But the real highlight is the f/2.0-4.9 aperture. It's the brightest lens we've seen on a tough-cam, and has the potential to improve indoor and low-light shooting.
The TG-1 moves slowly through the zoom range, and there's audible noise from the zoom motor. Neither of those issues are serious problems, but it does lead us to believe that it was a struggle to fit a wide zoom lens inside of a compact camera. But hey, they did it, and that's what counts.
The TG-1 is built around a typical point-and-shoot sensor. In this case, it's a 12-megapixel, 1/2.3-inch backside-illuminated CMOS chip. Most of the first-tier tough-cams have similar sensors, and it's great to see that CMOS chips have permeated the ruggedized segment.

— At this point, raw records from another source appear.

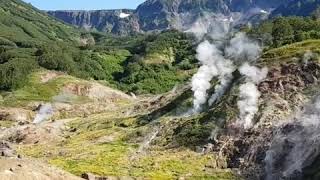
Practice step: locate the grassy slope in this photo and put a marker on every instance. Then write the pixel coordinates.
(106, 144)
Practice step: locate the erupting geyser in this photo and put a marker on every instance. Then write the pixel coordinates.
(221, 60)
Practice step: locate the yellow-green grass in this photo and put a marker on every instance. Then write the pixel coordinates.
(86, 150)
(35, 90)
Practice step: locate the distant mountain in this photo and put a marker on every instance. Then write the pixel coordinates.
(157, 15)
(20, 22)
(113, 21)
(297, 8)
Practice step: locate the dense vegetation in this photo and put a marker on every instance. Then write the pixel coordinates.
(29, 40)
(153, 63)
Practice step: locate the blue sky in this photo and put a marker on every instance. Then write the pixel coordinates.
(84, 4)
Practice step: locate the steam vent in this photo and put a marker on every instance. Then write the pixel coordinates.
(160, 90)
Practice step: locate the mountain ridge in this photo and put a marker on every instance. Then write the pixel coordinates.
(158, 15)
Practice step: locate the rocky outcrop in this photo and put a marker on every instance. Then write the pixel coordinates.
(111, 21)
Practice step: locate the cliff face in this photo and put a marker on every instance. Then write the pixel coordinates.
(157, 15)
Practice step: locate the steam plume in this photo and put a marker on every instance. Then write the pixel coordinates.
(213, 64)
(249, 93)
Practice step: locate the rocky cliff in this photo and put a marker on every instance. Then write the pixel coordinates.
(157, 15)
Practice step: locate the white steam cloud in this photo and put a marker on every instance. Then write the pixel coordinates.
(249, 93)
(220, 59)
(45, 112)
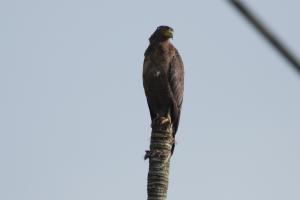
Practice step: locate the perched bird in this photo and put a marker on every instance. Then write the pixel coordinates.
(163, 78)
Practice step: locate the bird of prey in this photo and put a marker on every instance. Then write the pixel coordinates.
(163, 78)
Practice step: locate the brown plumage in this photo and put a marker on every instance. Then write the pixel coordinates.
(163, 77)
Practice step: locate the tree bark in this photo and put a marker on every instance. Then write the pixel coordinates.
(159, 159)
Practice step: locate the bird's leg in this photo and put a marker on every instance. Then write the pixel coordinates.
(164, 120)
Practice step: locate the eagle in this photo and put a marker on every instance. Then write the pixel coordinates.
(163, 78)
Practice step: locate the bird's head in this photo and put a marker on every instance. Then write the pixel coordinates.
(161, 34)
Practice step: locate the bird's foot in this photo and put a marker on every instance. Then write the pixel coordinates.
(164, 120)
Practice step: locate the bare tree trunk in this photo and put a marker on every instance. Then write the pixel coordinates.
(159, 159)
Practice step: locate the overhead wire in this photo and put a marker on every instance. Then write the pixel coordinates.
(268, 35)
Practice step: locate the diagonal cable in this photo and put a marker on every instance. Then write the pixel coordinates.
(275, 42)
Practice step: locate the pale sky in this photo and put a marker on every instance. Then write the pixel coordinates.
(74, 123)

The 3-inch, 610,000-pixel OLED display is yet another hardware highlight on the TG-1. It's brighter, crisper, smoother, more vibrant, and more energy-efficient than even the best tough-cam LCD displays. The improvement is most obvious in bright sunlight and underwater, where regular LCDs struggle.
The flash is built into the top-left corner of the front panel. Wandering fingers will inadvertently get in the way of the flash from time to time. It's effective to about 17 feet, which is slightly above average for a tough cam.

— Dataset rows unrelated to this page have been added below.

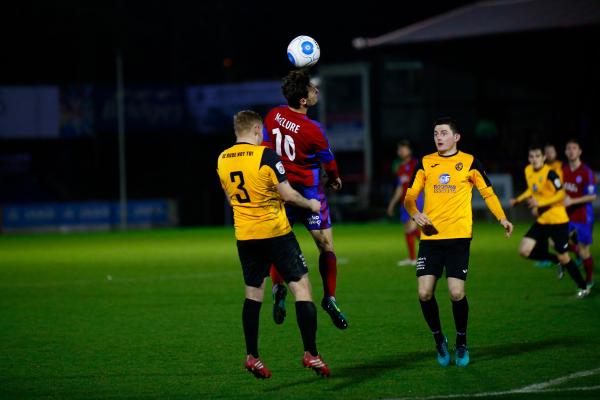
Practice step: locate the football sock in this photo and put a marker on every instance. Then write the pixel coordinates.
(540, 253)
(588, 264)
(276, 279)
(328, 271)
(250, 315)
(306, 316)
(460, 310)
(410, 244)
(575, 274)
(431, 313)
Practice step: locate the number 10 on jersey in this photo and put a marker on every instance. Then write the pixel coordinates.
(288, 144)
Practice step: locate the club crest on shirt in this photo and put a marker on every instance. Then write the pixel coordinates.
(280, 168)
(444, 178)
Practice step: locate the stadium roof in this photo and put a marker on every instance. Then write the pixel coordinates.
(492, 18)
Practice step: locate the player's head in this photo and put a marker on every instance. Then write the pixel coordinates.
(403, 149)
(446, 135)
(248, 126)
(550, 152)
(572, 150)
(536, 156)
(298, 90)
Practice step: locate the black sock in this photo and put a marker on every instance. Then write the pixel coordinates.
(460, 310)
(431, 313)
(540, 253)
(575, 274)
(250, 315)
(306, 316)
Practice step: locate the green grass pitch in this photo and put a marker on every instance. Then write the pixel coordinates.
(157, 315)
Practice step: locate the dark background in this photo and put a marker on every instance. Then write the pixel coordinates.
(535, 86)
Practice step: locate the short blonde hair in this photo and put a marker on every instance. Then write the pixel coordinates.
(244, 120)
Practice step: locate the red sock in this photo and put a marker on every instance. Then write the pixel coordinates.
(328, 270)
(276, 279)
(573, 247)
(410, 243)
(588, 264)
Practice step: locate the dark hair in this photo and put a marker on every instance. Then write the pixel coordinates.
(295, 87)
(536, 146)
(451, 122)
(573, 140)
(245, 120)
(404, 143)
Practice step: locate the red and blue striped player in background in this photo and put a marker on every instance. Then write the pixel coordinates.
(580, 186)
(404, 174)
(304, 149)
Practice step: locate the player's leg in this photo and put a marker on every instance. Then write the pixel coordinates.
(410, 235)
(278, 287)
(584, 242)
(429, 269)
(534, 246)
(255, 269)
(319, 226)
(457, 265)
(560, 235)
(293, 268)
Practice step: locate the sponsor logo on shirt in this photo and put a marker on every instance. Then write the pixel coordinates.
(280, 168)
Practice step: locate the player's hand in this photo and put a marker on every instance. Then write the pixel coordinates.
(568, 201)
(532, 202)
(335, 184)
(507, 227)
(391, 208)
(421, 219)
(315, 205)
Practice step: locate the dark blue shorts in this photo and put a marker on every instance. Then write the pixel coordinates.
(584, 232)
(312, 221)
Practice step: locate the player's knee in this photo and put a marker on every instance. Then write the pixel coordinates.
(457, 294)
(425, 294)
(563, 258)
(524, 252)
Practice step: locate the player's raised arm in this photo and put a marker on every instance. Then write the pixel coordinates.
(416, 185)
(483, 184)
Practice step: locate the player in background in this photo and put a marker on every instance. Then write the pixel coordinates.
(447, 177)
(403, 174)
(545, 195)
(304, 149)
(580, 187)
(551, 159)
(256, 186)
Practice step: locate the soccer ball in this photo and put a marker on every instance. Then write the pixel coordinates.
(303, 51)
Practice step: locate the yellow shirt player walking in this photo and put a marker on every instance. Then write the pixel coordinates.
(545, 195)
(447, 178)
(255, 183)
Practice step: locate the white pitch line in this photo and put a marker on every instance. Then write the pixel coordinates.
(536, 388)
(116, 280)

Like most current compacts, the TG-1 comes equipped with a USB/AV port (with a proprietary input) and an HDMI port (mini-HDMI, in this case).

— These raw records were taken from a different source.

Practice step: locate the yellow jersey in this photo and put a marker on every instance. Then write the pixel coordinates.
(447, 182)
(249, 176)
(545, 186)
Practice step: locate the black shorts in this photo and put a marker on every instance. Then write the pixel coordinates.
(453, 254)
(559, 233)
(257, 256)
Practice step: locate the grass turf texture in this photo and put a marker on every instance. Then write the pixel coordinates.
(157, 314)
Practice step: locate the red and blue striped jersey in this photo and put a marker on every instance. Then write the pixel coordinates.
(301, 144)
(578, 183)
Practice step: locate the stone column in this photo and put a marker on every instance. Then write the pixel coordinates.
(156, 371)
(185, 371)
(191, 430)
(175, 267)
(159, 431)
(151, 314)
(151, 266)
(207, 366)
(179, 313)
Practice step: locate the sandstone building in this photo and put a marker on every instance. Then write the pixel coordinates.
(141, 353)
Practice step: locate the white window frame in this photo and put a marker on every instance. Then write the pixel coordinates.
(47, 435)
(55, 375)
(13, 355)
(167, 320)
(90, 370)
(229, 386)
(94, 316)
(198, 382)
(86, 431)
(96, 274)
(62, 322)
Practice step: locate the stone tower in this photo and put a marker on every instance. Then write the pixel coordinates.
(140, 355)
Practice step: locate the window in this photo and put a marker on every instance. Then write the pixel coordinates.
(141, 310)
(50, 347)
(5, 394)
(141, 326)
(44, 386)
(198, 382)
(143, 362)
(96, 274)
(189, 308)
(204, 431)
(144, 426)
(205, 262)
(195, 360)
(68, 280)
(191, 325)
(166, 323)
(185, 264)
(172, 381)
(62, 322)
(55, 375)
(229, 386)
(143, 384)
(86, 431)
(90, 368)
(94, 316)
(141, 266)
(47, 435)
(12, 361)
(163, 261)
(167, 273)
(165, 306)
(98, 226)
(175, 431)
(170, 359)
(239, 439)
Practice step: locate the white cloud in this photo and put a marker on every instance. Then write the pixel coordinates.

The TG-1 runs on the popular LI-90B rechargeable lithium-ion battery. Dozens of compact cameras of all makes and models run on this battery, so you might have a few backup batteries already lying around.
The TG-1 is rated for 350 shots per charge, which is above-average for the tough-cam class. The energy-efficient OLED display is likely to thank for the healthy battery life.
When the in-camera GPS is activated, though, battery life drops considerably. With the GPS logger turned on, the battery will drain itself overnight (this feature pings a satellite every few minutes, even if the camera is otherwise turned off). If you're having battery issues, it's probably because the logger is on.
As usual, the TG-1 captures to SD/SDHC/SDXC media cards.